Ultimately, Though, Final Fantasy XIV Is Its Own Game, For The Better
But my point in comparing the two games is not to compete for a title of “best” MMO, but rather, to point out that the differences in gameplay are pretty drastic and they serve to make the games feel totally different. While there are similarities (hotkey and tab-target combat, global cooldowns, buffs, debuffs, etc), both games cater to different player niches. WoW combat, even post-BfA GCD changes, is hectic, fast-paced, and requires quick adaptation and reflex-heavy gameplay, where FFXIV uses a long GCD and longer cast times to make everything feel slower, more deliberate, and slightly more accessible (it is designed to be fully playable on a gamepad, after all). Both games have different core strengths in their storytelling, with WoW having a more world-centric narrative that focuses heavily on the ways in which players intertwine with the world and its inhabitants, while FFXIV has the world largely functioning without the player character and inserts us to change the outcomes for the better, which makes the player character more political in a way, which works for the game’s story where it wouldn’t for WoW (can you imagine the headache if your player character’s faction mattered for the lore in WoW?) Both games have distinctive art styles and very different philosophy around class design, combat design, PvE and PvP content, and the world itself.
That, to me, is the biggest takeaway I’ve had in my last two-ish years of being involved with both games.

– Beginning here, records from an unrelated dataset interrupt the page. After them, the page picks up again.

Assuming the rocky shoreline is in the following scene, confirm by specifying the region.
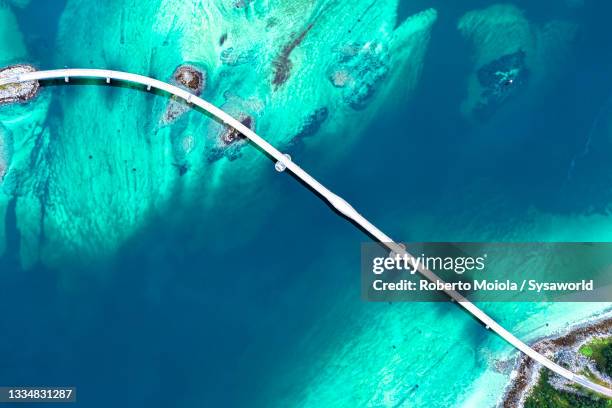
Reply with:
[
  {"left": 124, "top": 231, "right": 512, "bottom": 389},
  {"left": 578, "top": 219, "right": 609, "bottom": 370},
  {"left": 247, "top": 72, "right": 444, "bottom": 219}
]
[
  {"left": 0, "top": 64, "right": 40, "bottom": 105},
  {"left": 499, "top": 313, "right": 612, "bottom": 408}
]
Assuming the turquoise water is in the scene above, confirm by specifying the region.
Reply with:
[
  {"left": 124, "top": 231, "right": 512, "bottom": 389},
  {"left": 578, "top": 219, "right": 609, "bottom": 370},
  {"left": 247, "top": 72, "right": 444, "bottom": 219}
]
[{"left": 0, "top": 0, "right": 612, "bottom": 407}]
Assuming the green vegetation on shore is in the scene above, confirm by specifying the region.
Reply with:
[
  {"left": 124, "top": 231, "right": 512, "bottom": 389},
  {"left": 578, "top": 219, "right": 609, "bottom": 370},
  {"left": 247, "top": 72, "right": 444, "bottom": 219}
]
[
  {"left": 525, "top": 337, "right": 612, "bottom": 408},
  {"left": 524, "top": 368, "right": 612, "bottom": 408},
  {"left": 579, "top": 337, "right": 612, "bottom": 375}
]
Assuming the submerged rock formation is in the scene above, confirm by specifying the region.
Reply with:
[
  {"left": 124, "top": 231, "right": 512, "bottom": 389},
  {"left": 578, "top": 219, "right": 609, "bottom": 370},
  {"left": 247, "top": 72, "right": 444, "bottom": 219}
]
[
  {"left": 0, "top": 125, "right": 13, "bottom": 183},
  {"left": 457, "top": 4, "right": 576, "bottom": 121},
  {"left": 474, "top": 50, "right": 529, "bottom": 119},
  {"left": 162, "top": 64, "right": 206, "bottom": 124},
  {"left": 328, "top": 42, "right": 389, "bottom": 110},
  {"left": 207, "top": 93, "right": 261, "bottom": 163},
  {"left": 0, "top": 64, "right": 40, "bottom": 105},
  {"left": 272, "top": 24, "right": 313, "bottom": 89}
]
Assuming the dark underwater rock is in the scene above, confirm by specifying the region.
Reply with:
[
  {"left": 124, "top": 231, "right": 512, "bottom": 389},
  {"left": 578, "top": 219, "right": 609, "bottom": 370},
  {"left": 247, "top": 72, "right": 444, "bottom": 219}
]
[
  {"left": 287, "top": 107, "right": 329, "bottom": 150},
  {"left": 219, "top": 47, "right": 256, "bottom": 66},
  {"left": 162, "top": 64, "right": 206, "bottom": 124},
  {"left": 0, "top": 124, "right": 13, "bottom": 182},
  {"left": 0, "top": 64, "right": 40, "bottom": 105},
  {"left": 207, "top": 107, "right": 255, "bottom": 163},
  {"left": 272, "top": 24, "right": 313, "bottom": 89},
  {"left": 328, "top": 43, "right": 389, "bottom": 110},
  {"left": 474, "top": 50, "right": 529, "bottom": 120}
]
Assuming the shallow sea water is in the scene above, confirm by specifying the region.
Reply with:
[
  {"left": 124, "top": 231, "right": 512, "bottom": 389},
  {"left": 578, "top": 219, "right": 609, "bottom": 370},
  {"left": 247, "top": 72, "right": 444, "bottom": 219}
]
[{"left": 0, "top": 0, "right": 612, "bottom": 407}]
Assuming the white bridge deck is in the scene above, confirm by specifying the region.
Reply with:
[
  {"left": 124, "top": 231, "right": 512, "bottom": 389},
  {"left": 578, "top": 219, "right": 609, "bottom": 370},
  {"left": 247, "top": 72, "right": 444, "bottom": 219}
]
[{"left": 0, "top": 69, "right": 612, "bottom": 398}]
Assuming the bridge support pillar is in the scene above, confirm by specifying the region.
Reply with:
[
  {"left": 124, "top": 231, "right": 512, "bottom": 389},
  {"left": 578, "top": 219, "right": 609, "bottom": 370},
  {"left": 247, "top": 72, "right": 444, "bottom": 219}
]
[{"left": 274, "top": 153, "right": 291, "bottom": 173}]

In my younger years, it would have been easy to have fully thrown my support behind one or the other and dissed the one I didn’t choose. Hell, I bought FFXIV at launch in 2011, and it was an absolute dumpster fire then, which I played for the first 9-10 character levels before ditching it completely. However, with age and wisdom, I realize that while both games are involved in a superfluous contest for “best MMO,” both games are actually very different products that use the genre of MMORPG as the window dressing to two very different views on what an MMORPG actually is. Labeling them as competing is a counterproductive exercise, as while they “compete” in terms of mindshare and marketing, they are indeed different games, and I am glad that the genre of MMO has two top contenders with such different outlooks on what an MMO can be.